Tuesday, November 17, 2015

3 Pitfalls to avoid as a Product Owner

The Product Owner is the "single wringable neck" in Scrum. This implies that a huge burden is resting on their shoulders. However, we learned from Lean Management that "single points of failure" are a bad idea. So - how can the PO prevent being the SPoF?

1 - Micromanagement

Some product owners - and even Scrum teams - feel that all decisions about the Product, including features, UI and UX must be made by the Product Owner.
( Let us ignore for a second the fact that this is turning developers into mindless drones, because Software development is exclusively about decision making - the "implementation" is the easy part, finding out how to do it best is the hard - and fun - part. )

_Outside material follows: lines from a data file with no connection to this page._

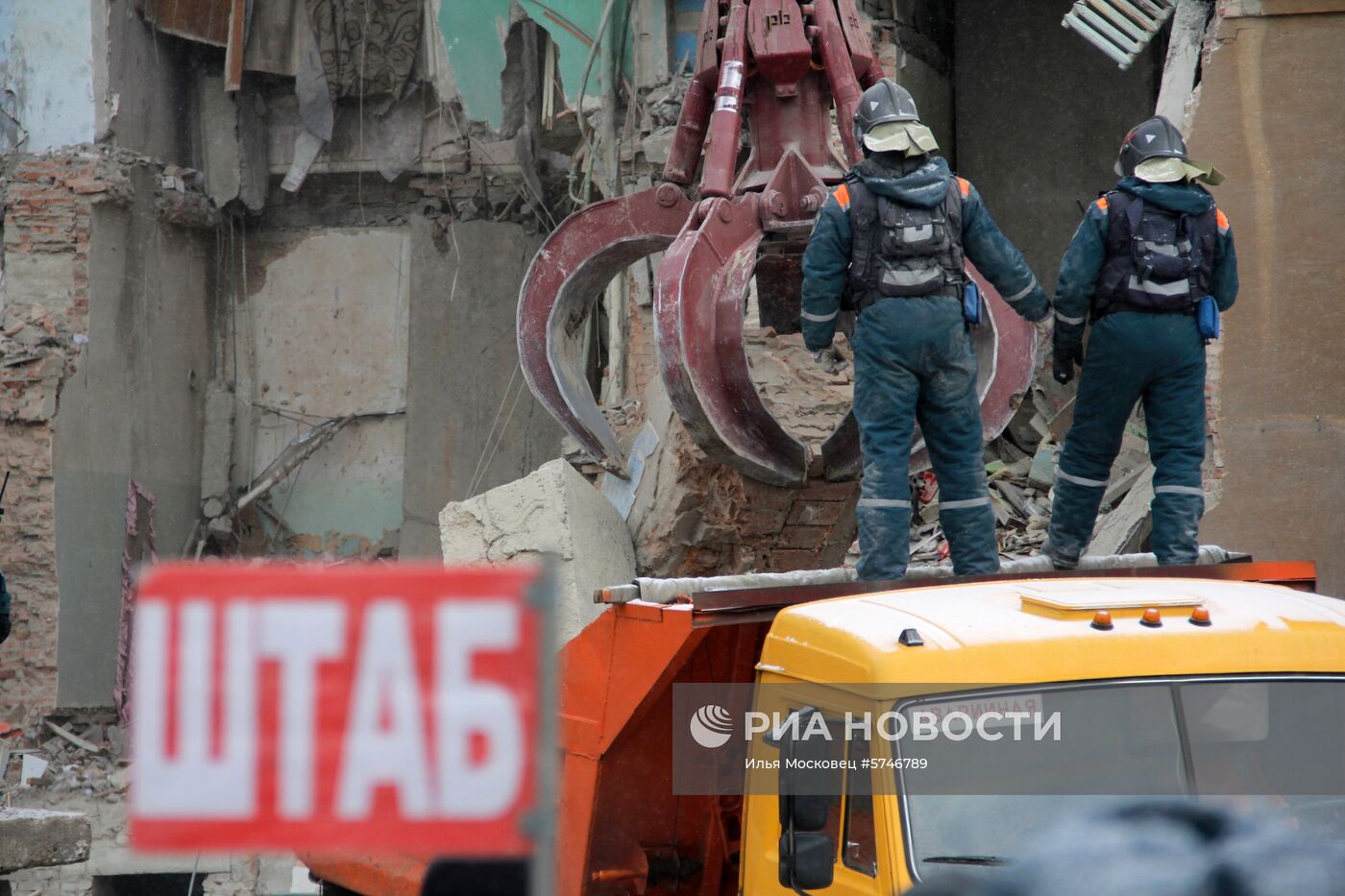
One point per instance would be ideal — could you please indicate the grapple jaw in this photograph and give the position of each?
(746, 58)
(564, 281)
(698, 311)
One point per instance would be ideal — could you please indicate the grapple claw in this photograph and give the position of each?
(562, 282)
(698, 309)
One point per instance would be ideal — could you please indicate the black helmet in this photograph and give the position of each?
(880, 104)
(1150, 140)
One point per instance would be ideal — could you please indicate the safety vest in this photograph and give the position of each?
(903, 251)
(1157, 260)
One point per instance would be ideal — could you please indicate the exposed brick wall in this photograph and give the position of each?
(44, 307)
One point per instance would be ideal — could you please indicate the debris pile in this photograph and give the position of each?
(84, 754)
(1021, 466)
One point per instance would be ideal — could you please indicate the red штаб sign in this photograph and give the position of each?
(363, 707)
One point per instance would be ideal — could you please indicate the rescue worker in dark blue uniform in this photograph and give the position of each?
(891, 240)
(1140, 267)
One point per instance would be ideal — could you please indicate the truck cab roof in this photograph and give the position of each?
(1036, 630)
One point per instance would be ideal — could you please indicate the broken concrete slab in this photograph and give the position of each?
(551, 510)
(37, 838)
(1042, 472)
(1125, 529)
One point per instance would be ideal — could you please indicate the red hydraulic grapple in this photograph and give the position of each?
(783, 64)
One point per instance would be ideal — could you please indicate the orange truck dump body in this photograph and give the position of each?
(622, 829)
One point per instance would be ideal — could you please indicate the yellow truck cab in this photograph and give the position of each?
(1214, 689)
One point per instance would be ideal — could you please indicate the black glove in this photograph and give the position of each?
(4, 611)
(1065, 359)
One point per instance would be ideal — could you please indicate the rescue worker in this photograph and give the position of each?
(1139, 267)
(894, 235)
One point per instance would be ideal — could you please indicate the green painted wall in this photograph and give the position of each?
(475, 31)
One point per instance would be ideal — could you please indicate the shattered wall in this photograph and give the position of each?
(148, 335)
(464, 294)
(1282, 395)
(1039, 114)
(47, 204)
(104, 298)
(46, 74)
(322, 331)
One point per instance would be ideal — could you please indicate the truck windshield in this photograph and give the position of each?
(1268, 744)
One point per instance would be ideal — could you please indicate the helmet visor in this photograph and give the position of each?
(1167, 170)
(911, 137)
(1162, 170)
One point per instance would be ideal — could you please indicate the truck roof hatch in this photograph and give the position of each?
(1064, 596)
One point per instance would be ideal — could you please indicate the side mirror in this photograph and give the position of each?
(809, 788)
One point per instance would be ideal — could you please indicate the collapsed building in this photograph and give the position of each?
(258, 288)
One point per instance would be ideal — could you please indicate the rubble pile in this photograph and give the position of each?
(1021, 466)
(67, 755)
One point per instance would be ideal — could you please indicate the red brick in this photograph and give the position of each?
(816, 513)
(793, 560)
(823, 490)
(809, 537)
(763, 522)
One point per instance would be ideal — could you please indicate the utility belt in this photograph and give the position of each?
(1206, 311)
(1113, 307)
(873, 296)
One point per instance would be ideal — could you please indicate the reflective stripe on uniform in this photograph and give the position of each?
(1179, 490)
(1165, 249)
(1032, 284)
(970, 502)
(1174, 288)
(1080, 480)
(911, 278)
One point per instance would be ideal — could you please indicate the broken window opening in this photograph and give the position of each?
(168, 884)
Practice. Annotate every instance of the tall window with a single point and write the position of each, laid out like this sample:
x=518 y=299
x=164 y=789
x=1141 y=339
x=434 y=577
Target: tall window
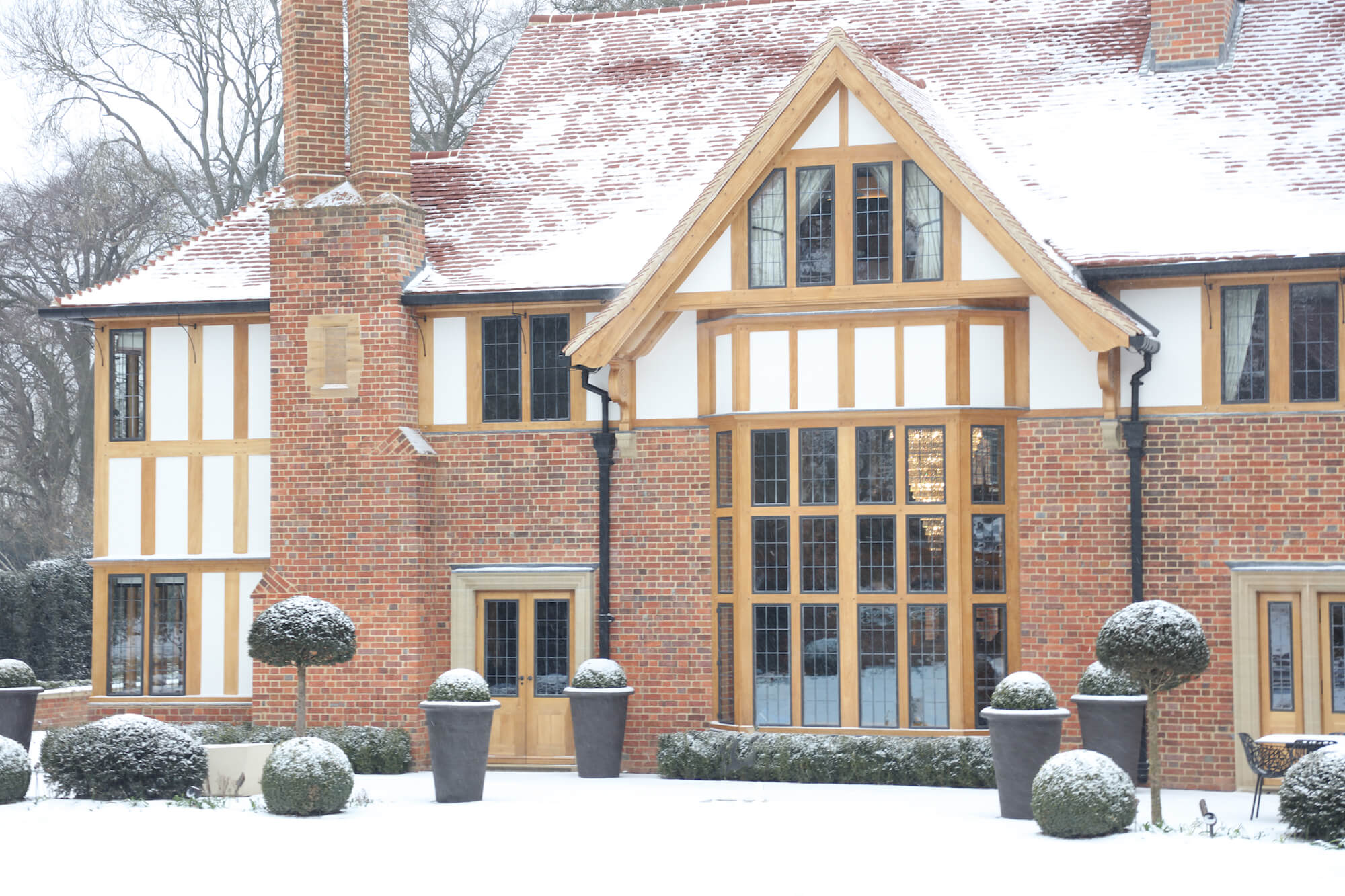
x=874 y=224
x=817 y=256
x=922 y=228
x=766 y=233
x=128 y=385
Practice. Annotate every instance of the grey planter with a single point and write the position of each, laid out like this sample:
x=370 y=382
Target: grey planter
x=459 y=744
x=599 y=717
x=1113 y=727
x=18 y=706
x=1022 y=740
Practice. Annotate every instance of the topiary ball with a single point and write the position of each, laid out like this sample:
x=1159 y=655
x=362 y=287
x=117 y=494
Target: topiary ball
x=1157 y=643
x=1083 y=794
x=15 y=771
x=1312 y=797
x=459 y=686
x=1023 y=690
x=15 y=673
x=1100 y=681
x=307 y=776
x=599 y=673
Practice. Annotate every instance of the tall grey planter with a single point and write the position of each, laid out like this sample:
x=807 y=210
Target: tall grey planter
x=1022 y=740
x=18 y=706
x=459 y=744
x=1113 y=727
x=599 y=717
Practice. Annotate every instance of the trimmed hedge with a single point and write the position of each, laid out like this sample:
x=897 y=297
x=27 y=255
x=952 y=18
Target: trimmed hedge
x=828 y=759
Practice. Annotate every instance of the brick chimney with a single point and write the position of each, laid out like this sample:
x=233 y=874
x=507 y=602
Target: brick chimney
x=1192 y=34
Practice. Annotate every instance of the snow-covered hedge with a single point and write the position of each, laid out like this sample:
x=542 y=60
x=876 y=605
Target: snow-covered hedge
x=1312 y=798
x=15 y=673
x=1100 y=681
x=599 y=673
x=828 y=759
x=1023 y=690
x=123 y=758
x=1083 y=794
x=307 y=776
x=15 y=771
x=459 y=686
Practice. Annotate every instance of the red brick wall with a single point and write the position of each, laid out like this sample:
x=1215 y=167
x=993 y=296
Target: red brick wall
x=1237 y=487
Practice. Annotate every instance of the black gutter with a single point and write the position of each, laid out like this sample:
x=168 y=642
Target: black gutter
x=605 y=446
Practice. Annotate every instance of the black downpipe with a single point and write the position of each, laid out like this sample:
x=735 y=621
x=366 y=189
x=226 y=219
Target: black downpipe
x=605 y=446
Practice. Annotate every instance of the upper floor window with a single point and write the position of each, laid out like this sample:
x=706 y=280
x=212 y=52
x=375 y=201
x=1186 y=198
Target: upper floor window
x=128 y=385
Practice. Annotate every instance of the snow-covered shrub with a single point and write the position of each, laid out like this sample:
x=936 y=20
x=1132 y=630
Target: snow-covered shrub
x=307 y=776
x=1312 y=797
x=1083 y=794
x=1100 y=681
x=15 y=673
x=1023 y=690
x=123 y=758
x=599 y=673
x=459 y=686
x=15 y=771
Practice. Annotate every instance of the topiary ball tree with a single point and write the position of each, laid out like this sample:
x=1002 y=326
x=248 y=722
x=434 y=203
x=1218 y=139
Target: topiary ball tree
x=302 y=631
x=1159 y=646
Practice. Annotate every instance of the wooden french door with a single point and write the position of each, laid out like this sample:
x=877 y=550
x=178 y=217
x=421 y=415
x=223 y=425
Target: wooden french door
x=525 y=650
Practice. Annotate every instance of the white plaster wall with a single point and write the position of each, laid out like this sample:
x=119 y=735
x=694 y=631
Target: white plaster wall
x=1176 y=377
x=818 y=370
x=825 y=130
x=923 y=374
x=259 y=505
x=988 y=365
x=124 y=507
x=217 y=506
x=169 y=353
x=1062 y=373
x=715 y=274
x=259 y=381
x=724 y=373
x=450 y=370
x=171 y=506
x=875 y=365
x=666 y=384
x=217 y=381
x=213 y=634
x=981 y=260
x=769 y=370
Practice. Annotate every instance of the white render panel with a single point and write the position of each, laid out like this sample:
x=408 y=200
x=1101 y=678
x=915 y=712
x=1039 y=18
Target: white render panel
x=259 y=505
x=171 y=506
x=124 y=507
x=864 y=128
x=217 y=381
x=818 y=380
x=981 y=260
x=217 y=506
x=1062 y=373
x=1176 y=377
x=715 y=272
x=450 y=370
x=169 y=353
x=923 y=373
x=213 y=634
x=259 y=381
x=825 y=130
x=769 y=370
x=875 y=364
x=724 y=373
x=666 y=384
x=988 y=365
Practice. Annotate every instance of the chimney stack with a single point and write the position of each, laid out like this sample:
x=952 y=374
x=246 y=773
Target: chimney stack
x=1191 y=34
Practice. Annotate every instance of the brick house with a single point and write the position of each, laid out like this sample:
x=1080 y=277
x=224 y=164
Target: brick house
x=859 y=471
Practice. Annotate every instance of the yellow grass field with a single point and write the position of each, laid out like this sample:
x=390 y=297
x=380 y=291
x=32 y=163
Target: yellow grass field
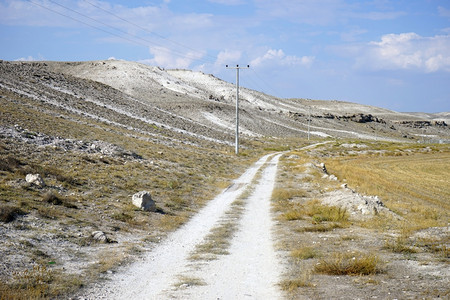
x=416 y=186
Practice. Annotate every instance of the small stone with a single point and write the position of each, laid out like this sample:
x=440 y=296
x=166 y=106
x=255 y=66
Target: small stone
x=35 y=179
x=144 y=201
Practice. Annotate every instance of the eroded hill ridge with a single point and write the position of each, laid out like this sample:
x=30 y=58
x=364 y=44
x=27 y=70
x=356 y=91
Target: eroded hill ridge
x=193 y=106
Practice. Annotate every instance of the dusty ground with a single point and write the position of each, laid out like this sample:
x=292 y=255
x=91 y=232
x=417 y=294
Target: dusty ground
x=257 y=260
x=250 y=269
x=100 y=131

This implies that the Product Owner must be available whenever a decision is being made.
Also, that the Product Owner would need to understand the intricacies of UI, UX, SEO, SMO etc. (which would make the PO quite a jack-of-all-trades) - it means that the PO is considering the Product on a very base level.
The Product Owner should be more concerned with strategic propositions of the Product - such as which customer segment to target, what value proposition to offer - and how to turn a more or less clearly understood market need into a feasible backlog item.

2 - Being a designer

Some go as far as having the PO explicitly define all Acceptance Criteria and spoonfeed them to the team. There are two problems in this:

  • This forces the Product Owner to spend a significant amount of time with intricate details of the "How" in implementation. 
  • The product design is biased around the Product Owner's understanding of technology.

Let us consider a Site Landing, for example: "As a customer, I want to register so that I can use subscription services".
The Product Owner proceeds to design the Wireframe including all form fields and buttons, defines the events and hands that to the team. But that is bad for the product. Why?

Because the solution was pre-empted: Point in case - customers DON'T want to fill in registration forms. (just consider yourself: When was the last time you enjoyed that process?) Customers want to use services. Registration is the standard way of making subscription services available. But there may be different ways of identifying subscribers, such as - referring to an existing Google / Facebook accounts, etc. - you might even want to use facial or fingerprint recognition. That's easier for the user and serves the same business purpose. And users don't end up with the umpteenth password to remember.

3 - Being a Scrum Master

While the Product Owner is responsible for the success of the product, they are not responsible for enabling the team to work un-impedited. Scrum clearly discriminates the Product Owner and Scrum Master roles, for multiple reasons.

One of these reasons is, of course, that the Product Owner wants maximum value in the shortest possible time - while the Scrum Master might have to shoo back the Product Owner on decisions affecting technology that might compromize sustainability of the Product. The most common decision (un-enlightened) Product Owners make is to cut short the testing in order to speed up delivery. In these cases, a Scrum Master must intervene.

If the Product Owner perceives the urge to go about educating others about Scrum and resolving team impediments, this means that the Scrum Master isn't doing their job. No accusation to the Scrum Master - maybe that's an organizational issue. But if the Product Owner does the job of the Scrum Master, then the team remains in dysfunction: Not only does the burden on the PO increase, the key impediment does not get resolved.
It is better for the Product Owner to step back, sit with the team and Scrum Master - and find a solution for this issue than for the PO to sprint into action.



Summary

Being a good Product Owner may - occasionally - imply doing something that is definitely outside the sphere of your core responsibility, i.e. envisioning and packaging a great product. However, if you see that you are spending a significant amount of time with stuff that should be done by others, ask yourself "What am I doing here?" - give it to the team, and refocus.

You will only succeed as a Product Owner if you do what a PO should do best - not when you do what others should be able to do better.